We asked Dr. Weaver how parents can promote healthy body image in their children. Here were her top six tips:

  • Emphasize the concept of “health at every size.” Let your child know that a healthy, normal body comes in all shapes and sizes, she says. “If he exercises, eats nutritiously, eats when he’s hungry, and stops when he’s full, then he’s doing the right things to promote his health and that’s what matters,” says Dr. Weaver. 
  • Focus on what a body can do, not what a body looks like. When you give compliments about your child’s appearance, “try to highlight the strength, speed and power of a body — or function over form. This can be something basic, like ‘Look how your body takes you to school every day and then on to soccer practice or drama club. And isn’t it great you’re feeding your body the way it’s supposed to be fed to accomplish what you do?’” she explains. 
  • Explain that weight gain precedes growing taller. If your child complains about sudden weight gain, remind him that putting on weight often precedes growing taller. “Kids often grow like accordions,” she points out. 
  • Let your child be the one to bring up a concern about how she looks. Your child should lead the conversation about body image, and you should be there to normalize her concerns. “Encourage open communication, but wait for your child to express any concerns. Offer simple, reassuring answers that normalize body notions. “For example, if he says he wants more muscles, reassure him his body looks the way it’s supposed to look, and muscles will develop in time. If your daughter worries she has a bit of a tummy, let her know she’s supposed to have a little tummy,” says Dr. Weaver. 

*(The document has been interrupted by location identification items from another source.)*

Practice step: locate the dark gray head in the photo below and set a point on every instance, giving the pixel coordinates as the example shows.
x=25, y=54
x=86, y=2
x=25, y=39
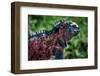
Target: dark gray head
x=72, y=28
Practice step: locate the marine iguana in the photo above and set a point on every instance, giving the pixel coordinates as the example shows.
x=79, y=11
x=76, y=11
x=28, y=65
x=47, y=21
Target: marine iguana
x=50, y=44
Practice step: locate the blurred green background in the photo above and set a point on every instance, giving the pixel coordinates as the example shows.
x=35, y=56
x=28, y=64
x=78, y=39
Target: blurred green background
x=77, y=46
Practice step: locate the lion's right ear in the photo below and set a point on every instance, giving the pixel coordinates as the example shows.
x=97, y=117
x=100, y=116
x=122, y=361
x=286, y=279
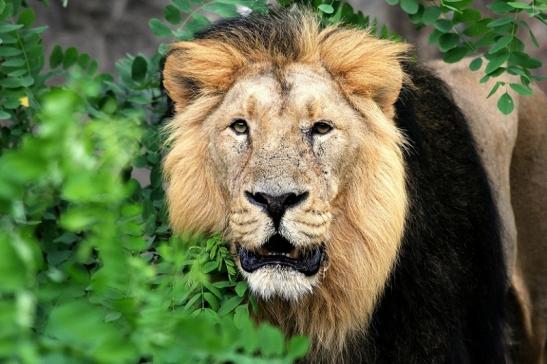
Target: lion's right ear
x=198, y=68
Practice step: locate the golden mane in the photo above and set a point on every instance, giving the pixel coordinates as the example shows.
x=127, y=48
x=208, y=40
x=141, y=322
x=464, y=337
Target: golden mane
x=369, y=213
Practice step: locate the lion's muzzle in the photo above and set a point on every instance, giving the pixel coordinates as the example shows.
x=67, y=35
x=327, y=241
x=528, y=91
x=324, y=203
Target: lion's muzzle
x=279, y=252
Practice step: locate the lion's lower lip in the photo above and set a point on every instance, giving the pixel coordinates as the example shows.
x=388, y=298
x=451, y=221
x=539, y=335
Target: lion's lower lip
x=307, y=262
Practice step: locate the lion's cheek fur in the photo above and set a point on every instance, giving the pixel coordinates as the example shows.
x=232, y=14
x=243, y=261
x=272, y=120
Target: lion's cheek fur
x=196, y=200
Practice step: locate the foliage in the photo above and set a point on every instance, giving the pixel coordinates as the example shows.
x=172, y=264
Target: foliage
x=89, y=271
x=460, y=30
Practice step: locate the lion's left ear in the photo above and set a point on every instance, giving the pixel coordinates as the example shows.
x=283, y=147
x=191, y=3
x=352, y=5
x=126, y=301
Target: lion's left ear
x=363, y=64
x=197, y=68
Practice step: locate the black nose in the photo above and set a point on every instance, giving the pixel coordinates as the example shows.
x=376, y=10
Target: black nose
x=276, y=205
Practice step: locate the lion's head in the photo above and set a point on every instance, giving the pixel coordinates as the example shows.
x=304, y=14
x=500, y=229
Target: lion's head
x=284, y=141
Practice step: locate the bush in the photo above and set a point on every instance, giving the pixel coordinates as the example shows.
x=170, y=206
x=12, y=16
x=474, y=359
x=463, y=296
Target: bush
x=89, y=271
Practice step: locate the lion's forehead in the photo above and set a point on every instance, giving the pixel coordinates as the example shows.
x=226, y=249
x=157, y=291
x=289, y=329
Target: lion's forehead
x=301, y=94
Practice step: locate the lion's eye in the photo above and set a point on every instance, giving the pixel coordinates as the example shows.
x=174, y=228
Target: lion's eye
x=239, y=126
x=321, y=128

  • Educate your child on how the media works. “A dose of media literacy goes a long way. You can start the conversation when your child is in fifth or sixth grade. Explain that magazines have perfect people on the cover in order to sell products. Talk about how photo enhancement software works to make models look perfect, and that their faces and bodies look different in real life,” she says. 
  • Eliminate “fat talk.” “Don’t walk around talking about how fat you are, or disparage other people for putting on weight,” she says. And avoid talk about fats in food because your child may not understand the distinctions among the types of fats and get overly concerned about becoming fat from food. “Health teachers often talk about low-fat eating with kids and it sends the wrong message. Fat is an important macronutrient in a child’s diet. Our brain is 60 percent fat. The brain stops working properly if it doesn’t have enough fat,” she explains.

It is completely normal for a child to worry about his body, especially when things start changing during puberty. Reassure your child and always remember that you are setting an example with your words and actions. If you notice a red flag like skipping meals, severe dieting or over-exercising, contact a healthcare professional.